Case Study
Voice-Native OS
Close the loop: speak intent into a microphone, watch a multi-agent pipeline create a ticket, dispatch it to an isolated executor, verify the output, and merge to main — without touching a keyboard.
Demo video coming — see the demo script for the exact recording plan.
The gap this closes
The Master OS had a complete agentic pipeline: tickets, FSM state machine, isolated git worktrees, subagent executors, verifier subagents, pre-merge gate, and FF-merge to main. The one missing piece: every interaction required a keyboard and a terminal window.
The voice layer closes that gap. The goal was not "voice assistant as novelty" —
it was voice as a first-class dispatch channel that routes into the same
production pipeline as a typed /start command. No special-case paths,
no toy demo environment.
Architecture
Voice pipeline
Dispatch pipeline
Design decision: self-hosted, zero cloud audio
All audio processing happens on the Mac running the OS. LiveKit is self-hosted in Docker. No audio bytes leave the machine. This satisfies the operator-lens-in-house doctrine: operational audio of a running AI system is treated the same as trading signals — it does not leave the silo.

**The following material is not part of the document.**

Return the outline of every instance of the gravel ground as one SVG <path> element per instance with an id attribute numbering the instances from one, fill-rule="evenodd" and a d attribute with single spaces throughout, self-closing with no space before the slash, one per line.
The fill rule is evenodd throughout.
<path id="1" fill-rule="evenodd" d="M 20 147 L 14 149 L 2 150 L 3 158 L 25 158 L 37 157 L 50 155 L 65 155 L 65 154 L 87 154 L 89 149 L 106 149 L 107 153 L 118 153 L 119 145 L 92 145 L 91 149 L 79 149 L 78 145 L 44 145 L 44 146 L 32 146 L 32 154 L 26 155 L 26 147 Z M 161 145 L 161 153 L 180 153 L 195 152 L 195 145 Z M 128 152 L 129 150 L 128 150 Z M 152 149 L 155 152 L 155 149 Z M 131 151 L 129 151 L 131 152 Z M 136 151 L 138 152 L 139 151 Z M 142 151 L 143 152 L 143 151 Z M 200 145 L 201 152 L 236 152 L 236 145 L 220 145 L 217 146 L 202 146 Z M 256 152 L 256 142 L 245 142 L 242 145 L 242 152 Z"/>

The practical cost: near-zero. LiveKit's Docker image is Apache-2.0. Deepgram
free tier covers 12,000 minutes per month (far beyond personal use). TTS falls back
to the built-in macOS say command at zero marginal cost.
Design decision: LLM function-calling, not intent parsing
The agent does not use a custom NLP parser or keyword matching to route voice commands.
It uses Claude Haiku's native function-calling: the system prompt declares three
tools — create_ticket, dispatch_ticket, and
query_queue — and the model routes each utterance to the right tool.
This means the routing inherits the model's language understanding out of the box.
"File a ticket," "create a new task," and "add this to the queue" all route to
create_ticket without explicit pattern matching. The model handles
linguistic variation; the function call handles execution.
Design decision: existing pipeline, not voice-specific execution
The voice agent creates tickets in the same tickets.db as every
other intake path. There is no "voice branch" of the pipeline. Once a ticket
exists in status=ready, the rest of the system is identical
regardless of whether it was created by voice, by a typed /ticket
command, or by an automated backlog miner.
This is the correct pattern for adding a new intake channel to an existing system: the new channel terminates into the existing abstraction (the ticket FSM) rather than creating a parallel execution path. Parallel paths accumulate technical debt and create divergent behavior under edge cases.
What the demo shows
The 60-second demo follows this sequence:
- Speak intent (10 sec): "Create a ticket for Sandbox to write the concept density doctrine validation pass."
- Watch transcription + tool call (5 sec): LiveKit playground shows real-time
STT output. The agent terminal shows the LLM routing to
create_ticketand the subprocess call toscripts/tickets.py create. - Ticket appears in queue (3 sec): The ticket watcher panel refreshes.
New row in
status=ready. - Speak "dispatch it" (5 sec): Agent calls
dispatch_ticket. Status changes toin_progress. - Zoom out (10 sec): What just happened enters a production pipeline — FSM-gated, worktree-isolated, verifier-reviewed, pre-merge-gate enforced. All from a 10-second voice command.
Latency breakdown
~300–400ms for a 10-word utterance. Deepgram Nova-2 streams word-by-word — the agent doesn't wait for end-of-utterance to start processing.
~700–900ms for the function-call decision. Haiku was chosen specifically for speed — it doesn't need to reason about the task, only route it. This is ~70% of total latency.
~50–80ms. Python subprocess call to tickets.py create with an SQLite write.
Deterministic and fast.
~200ms for macOS say. Longer for Cartesia cloud TTS but with
significantly better voice quality.
Total end-to-end: ~1.5–2s from end-of-utterance to ticket confirmed. The hard latency budget is the LLM call — swap in a faster model or local inference to push below 1s.
What comes next
This spike established the voice-to-dispatch channel. The production roadmap has three follow-on phases:
Phase 2: Always-on routing
Replace the "click to speak" trigger with a wake-word detection loop so the agent is always listening during work sessions. The architecture is ready — this is a change to the LiveKit room configuration and a wake-word model integration.
Phase 3: Telegram voice notes
Telegram's voice notes already arrive as OGG files in the inbox. The intake pipeline can route those directly to the same transcription layer, extending voice dispatch to mobile without a separate app. The phone becomes the OS microphone.
Phase 4: Bidirectional briefing
The agent currently confirms actions. The next step is proactive briefing: the OS speaks the morning report — "You have 4 tickets ready, 2 blocked, 1 pending Sean approval" — as an audio brief. The same agent infrastructure supports both intake and output.